Jason Eisener’s film began as a trailer in Quentin Tarantino’s Grindhouse project, the same ‘70s exploitation movie love letter that produced last year’s Machete, the innovation this time around being that the Canadian government got to pay for a film where the heroine gets her throat sliced open with a hacksaw and the villain uses a homeless man as a piñata.
(For readers outside Canada, it has to be noted at this point that, unlike Hollywood, it’s government agencies, not movie studios, that ultimately produce films in this country. The result is taxpayer dollars used to make a film meant to pay tribute to movies that were once made with laundered mob money. Make your own wry aside here.) (…)

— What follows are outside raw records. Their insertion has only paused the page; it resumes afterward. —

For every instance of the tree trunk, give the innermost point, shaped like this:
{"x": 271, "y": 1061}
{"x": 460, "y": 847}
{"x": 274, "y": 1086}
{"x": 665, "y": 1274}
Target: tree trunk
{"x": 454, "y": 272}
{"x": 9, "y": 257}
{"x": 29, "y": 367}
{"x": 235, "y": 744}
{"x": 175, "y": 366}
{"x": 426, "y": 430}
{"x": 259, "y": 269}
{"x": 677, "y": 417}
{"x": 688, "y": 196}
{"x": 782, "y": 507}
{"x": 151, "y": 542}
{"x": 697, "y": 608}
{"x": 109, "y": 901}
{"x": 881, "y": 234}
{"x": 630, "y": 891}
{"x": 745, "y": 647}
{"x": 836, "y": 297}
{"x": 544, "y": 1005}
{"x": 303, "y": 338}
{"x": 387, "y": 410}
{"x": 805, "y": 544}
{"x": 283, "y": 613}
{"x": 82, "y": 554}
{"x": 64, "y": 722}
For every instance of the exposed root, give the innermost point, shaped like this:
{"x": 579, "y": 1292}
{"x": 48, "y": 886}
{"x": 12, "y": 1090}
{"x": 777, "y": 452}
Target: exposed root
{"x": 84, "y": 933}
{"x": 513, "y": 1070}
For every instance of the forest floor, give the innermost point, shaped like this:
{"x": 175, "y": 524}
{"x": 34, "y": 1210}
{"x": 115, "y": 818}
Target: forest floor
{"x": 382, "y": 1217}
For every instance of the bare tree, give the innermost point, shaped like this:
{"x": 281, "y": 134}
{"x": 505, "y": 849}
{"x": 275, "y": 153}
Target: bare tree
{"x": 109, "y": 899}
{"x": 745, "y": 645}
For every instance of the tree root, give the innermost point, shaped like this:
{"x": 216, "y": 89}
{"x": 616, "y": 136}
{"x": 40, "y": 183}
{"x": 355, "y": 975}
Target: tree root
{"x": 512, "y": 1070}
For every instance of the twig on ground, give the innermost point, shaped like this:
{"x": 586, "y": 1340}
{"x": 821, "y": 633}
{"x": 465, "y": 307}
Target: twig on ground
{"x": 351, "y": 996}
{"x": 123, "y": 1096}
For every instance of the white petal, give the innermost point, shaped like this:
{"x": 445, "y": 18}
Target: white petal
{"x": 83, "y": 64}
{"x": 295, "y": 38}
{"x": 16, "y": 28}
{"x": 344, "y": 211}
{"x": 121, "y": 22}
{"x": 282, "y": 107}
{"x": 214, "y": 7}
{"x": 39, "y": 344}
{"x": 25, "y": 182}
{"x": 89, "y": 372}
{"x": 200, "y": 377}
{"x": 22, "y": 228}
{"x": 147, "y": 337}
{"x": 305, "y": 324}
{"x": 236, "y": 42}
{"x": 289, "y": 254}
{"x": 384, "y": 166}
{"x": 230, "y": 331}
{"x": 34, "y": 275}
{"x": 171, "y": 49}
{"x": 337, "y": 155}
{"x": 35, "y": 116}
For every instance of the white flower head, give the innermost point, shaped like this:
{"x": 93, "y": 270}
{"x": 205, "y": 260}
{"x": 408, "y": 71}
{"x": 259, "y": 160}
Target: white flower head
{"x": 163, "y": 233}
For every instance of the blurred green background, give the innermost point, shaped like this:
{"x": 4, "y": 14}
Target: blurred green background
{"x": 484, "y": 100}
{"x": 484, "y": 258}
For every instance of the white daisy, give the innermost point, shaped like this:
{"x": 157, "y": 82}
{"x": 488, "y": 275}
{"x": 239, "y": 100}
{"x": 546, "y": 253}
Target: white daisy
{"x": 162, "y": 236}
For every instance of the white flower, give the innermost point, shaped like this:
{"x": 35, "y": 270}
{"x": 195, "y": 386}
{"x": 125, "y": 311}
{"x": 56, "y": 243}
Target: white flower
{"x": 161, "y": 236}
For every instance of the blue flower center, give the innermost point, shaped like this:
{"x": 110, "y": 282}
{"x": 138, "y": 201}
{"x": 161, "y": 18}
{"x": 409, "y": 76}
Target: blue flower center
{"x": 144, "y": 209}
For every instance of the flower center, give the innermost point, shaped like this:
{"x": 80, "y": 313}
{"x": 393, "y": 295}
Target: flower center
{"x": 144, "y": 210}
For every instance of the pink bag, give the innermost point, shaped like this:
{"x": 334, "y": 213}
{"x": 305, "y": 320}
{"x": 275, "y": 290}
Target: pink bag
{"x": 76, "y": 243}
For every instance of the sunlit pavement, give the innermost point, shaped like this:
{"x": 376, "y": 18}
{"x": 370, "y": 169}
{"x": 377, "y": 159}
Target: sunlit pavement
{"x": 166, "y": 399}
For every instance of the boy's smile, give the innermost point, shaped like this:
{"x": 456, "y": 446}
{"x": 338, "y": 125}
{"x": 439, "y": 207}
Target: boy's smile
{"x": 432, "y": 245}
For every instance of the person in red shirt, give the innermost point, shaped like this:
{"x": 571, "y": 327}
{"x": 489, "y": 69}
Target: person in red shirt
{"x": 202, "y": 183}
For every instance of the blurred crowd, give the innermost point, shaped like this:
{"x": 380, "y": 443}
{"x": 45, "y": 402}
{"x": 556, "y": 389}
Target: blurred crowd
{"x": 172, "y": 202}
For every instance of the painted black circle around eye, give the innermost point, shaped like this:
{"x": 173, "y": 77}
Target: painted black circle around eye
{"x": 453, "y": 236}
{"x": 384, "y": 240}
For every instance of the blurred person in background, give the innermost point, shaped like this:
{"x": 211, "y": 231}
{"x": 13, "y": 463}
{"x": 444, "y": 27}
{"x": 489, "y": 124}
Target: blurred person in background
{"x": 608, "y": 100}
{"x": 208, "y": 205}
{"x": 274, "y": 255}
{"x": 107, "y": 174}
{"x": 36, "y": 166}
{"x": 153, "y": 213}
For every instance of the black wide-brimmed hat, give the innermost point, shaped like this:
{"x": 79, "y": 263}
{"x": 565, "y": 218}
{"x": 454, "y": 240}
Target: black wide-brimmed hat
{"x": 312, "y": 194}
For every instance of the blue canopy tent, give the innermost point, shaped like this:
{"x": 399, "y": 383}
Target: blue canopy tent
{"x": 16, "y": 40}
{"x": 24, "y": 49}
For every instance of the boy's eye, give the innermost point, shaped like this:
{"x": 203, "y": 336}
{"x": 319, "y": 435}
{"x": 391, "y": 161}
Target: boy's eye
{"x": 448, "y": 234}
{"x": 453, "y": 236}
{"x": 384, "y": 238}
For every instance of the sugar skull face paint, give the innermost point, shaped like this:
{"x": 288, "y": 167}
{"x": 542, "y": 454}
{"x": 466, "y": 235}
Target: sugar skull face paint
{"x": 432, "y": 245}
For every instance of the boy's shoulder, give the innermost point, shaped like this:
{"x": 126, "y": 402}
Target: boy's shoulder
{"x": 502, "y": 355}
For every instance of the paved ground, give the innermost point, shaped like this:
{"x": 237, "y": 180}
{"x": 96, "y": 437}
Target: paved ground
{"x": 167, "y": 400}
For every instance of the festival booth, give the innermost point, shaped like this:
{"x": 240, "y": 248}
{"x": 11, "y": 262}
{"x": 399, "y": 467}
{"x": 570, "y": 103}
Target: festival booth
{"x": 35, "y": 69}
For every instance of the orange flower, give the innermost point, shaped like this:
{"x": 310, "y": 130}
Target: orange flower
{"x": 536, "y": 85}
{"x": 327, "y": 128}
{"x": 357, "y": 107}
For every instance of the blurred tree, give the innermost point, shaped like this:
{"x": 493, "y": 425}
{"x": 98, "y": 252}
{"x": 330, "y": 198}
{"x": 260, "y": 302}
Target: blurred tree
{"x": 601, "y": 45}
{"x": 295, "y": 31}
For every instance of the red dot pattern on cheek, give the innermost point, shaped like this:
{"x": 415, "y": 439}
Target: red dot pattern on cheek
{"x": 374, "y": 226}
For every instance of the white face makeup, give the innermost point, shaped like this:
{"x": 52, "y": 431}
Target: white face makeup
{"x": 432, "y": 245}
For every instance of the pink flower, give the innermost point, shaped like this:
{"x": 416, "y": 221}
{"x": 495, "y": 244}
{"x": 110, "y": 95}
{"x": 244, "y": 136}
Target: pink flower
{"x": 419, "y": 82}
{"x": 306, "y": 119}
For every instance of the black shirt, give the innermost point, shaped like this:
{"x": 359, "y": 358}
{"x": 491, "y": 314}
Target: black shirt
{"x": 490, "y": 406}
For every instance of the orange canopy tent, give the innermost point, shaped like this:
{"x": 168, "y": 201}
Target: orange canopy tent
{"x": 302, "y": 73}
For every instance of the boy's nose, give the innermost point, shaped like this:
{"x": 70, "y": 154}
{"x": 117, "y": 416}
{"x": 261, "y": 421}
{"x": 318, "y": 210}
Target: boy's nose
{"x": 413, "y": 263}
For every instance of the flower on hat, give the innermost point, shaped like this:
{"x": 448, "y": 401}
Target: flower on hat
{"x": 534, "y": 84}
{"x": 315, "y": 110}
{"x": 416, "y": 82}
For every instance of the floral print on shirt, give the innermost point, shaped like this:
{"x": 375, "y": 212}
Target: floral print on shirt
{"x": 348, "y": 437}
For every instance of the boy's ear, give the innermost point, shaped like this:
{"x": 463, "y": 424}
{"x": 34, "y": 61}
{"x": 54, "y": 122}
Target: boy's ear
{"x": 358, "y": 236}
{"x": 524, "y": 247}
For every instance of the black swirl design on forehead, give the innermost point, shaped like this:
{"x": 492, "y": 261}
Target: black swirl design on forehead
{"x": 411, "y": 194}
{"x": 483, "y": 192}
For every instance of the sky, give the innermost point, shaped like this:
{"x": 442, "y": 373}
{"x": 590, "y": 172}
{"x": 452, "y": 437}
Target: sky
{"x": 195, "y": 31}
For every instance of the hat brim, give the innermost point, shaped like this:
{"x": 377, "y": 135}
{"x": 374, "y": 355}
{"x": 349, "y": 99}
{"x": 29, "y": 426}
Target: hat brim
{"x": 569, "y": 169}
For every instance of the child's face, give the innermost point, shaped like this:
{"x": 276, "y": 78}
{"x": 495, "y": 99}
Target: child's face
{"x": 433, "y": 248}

Playing critic with a film like Hobo With A Shotgun is almost pointless, since it sets the bar so low from its point of inspiration that you’re forced to make up new criteria: Is the hobo using appropriate shotgun ammunition? Is that a reasonable splatter pattern for a head shot? Are the titles at the beginning and the credits at the end…?
Funnily enough, Rick’s “new criteria” sound like my old ones:
“Vin Diesel is using a marine shotgun on dry land because…?”
And don’t watch a World War II movie with Arnie unless you want to know all about “the wrong kind of tank.”
What is so unbelievable about “attack ships on fire off the shoulder of Orion”? I mean, they’re “attack ships.”
Try to die during a heavy rainstorm. Escape from your hospital bed and run like hell to make it to the roof. It won’t be easy because you’ll be very sick, obviously, but pretend you’re a super-human android-clone of some kind. Timing is everything; hope somebody finds you within about two minutes of your expiry. If at all possible try to get ahold of a dove, or at least a pidgeon.